World's first sexually transmitted dengue case revealed in Madrid: Report
According to a report in El Pais, Madrid recorded one of the first cases of sexual transmission of dengue in the world at the Ramón y Cajal Hospital after having unprotected sex with another man during his recent trip to Cuba and the Caribbean.
According to a report in El Pais, Madrid recorded one of the first cases of sexual transmission of dengue in the world.
A man was diagnosed with dengue at the Ramón y Cajal Hospital after having unprotected sex with another man during his recent trip to Cuba and the Caribbean.
It was confirmed by the Carlos III Health Institute National Center for Microbiology that the virus was dengue and was sexually transmitted. This is the first sexually confirmed injections in the world as the earlier case was in South Korea in the scientific literature.
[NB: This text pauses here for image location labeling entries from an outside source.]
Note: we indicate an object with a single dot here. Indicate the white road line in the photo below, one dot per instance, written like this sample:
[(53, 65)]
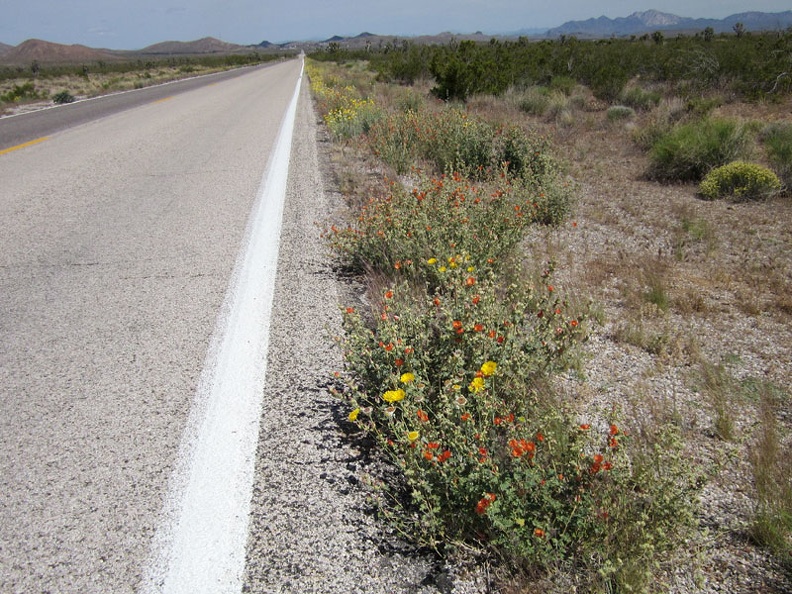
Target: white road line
[(200, 544)]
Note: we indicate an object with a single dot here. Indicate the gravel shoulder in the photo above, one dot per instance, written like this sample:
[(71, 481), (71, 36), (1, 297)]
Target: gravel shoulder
[(312, 527)]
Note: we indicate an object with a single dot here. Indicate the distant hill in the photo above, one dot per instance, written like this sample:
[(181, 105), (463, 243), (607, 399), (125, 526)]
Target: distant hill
[(207, 45), (47, 52), (649, 21)]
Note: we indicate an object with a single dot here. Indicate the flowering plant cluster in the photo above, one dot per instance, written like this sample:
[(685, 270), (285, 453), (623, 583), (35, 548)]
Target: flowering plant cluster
[(449, 368), (345, 113)]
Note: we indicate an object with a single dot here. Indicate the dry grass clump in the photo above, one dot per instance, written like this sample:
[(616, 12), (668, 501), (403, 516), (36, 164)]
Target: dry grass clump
[(695, 318)]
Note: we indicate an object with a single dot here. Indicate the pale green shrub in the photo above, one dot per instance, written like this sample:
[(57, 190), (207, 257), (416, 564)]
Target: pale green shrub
[(741, 180)]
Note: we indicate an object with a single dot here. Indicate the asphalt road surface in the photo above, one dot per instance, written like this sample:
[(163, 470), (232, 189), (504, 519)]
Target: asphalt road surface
[(121, 238), (20, 129)]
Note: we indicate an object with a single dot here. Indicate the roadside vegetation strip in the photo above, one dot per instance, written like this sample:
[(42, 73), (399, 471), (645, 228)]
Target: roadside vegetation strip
[(23, 145), (200, 543), (449, 367)]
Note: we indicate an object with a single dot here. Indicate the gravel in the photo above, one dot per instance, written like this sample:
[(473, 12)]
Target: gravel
[(313, 528)]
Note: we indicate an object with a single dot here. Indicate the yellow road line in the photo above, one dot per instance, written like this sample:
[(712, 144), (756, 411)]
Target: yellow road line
[(23, 145)]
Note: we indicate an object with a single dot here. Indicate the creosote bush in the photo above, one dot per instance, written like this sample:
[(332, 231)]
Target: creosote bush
[(740, 180), (450, 368), (63, 97)]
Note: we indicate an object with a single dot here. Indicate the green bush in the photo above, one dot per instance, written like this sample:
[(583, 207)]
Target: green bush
[(777, 139), (741, 180), (535, 101), (22, 92), (564, 84), (63, 97), (689, 151), (448, 374), (620, 112)]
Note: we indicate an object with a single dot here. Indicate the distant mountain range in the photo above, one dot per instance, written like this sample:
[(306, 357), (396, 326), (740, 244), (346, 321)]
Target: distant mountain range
[(47, 52), (649, 21), (637, 23)]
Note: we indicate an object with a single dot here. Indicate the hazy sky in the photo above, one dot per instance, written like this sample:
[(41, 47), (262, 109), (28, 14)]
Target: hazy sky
[(134, 24)]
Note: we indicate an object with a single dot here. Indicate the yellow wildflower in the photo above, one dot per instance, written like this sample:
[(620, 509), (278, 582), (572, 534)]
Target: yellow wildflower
[(393, 395), (477, 385), (406, 378), (489, 368)]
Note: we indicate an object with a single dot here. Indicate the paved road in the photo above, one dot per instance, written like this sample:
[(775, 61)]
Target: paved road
[(119, 237), (17, 130)]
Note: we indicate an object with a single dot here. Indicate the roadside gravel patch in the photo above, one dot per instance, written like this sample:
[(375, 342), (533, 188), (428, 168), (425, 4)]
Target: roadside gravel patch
[(312, 527)]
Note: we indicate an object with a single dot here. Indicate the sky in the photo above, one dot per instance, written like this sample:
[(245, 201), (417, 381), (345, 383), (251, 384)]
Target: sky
[(134, 24)]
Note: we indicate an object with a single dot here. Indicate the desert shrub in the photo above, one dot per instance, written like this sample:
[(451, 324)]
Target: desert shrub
[(448, 373), (25, 91), (689, 151), (535, 101), (617, 113), (563, 84), (772, 467), (63, 97), (659, 122), (448, 219), (741, 180), (777, 140), (640, 99), (558, 105)]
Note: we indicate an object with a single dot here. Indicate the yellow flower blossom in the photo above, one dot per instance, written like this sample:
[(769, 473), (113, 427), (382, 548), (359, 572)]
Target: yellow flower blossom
[(489, 368), (406, 378), (477, 385), (393, 395)]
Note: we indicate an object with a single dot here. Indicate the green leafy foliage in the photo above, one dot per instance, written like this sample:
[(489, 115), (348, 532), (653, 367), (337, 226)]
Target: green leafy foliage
[(689, 151), (740, 180), (63, 97), (23, 92), (777, 139)]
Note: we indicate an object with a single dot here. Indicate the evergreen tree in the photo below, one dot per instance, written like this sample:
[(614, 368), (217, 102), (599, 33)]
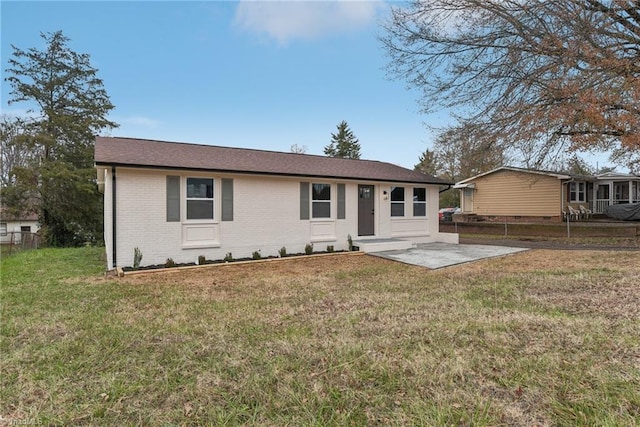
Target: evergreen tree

“The patient arrived with a high fever, cutaneous erythema and intense pain,” explained Santiago Moreno, head of the infectious diseases department at Ramón y Cajal as reported by Outbreak News Today.
The confirmed diagnosis has raised questions about the origination of the infection which is wildly spread by the tiger mosquito – Aedes albopictus – which is found only near the Mediterranean coast in Spain which the patient hadn’t visited recently.
Dengue is usually diagnosed within four to ten days.
According to a spokesman from the General Directorate of Public Health of the Community of Madrid who took part in the investigation by carrying out entomological inspections which ruled out the presence of tiger mosquito in the residence and in other community places in Madrid visited by the patient.
Epidemiologist Susana Jiménez and biologist Andrés Irisio conducted genetic tests which revealed that “the virus strain found in the samples taken from the two patients is identical and coincides with the one currently circulating in Cuba,” as told to Outbreak News Today.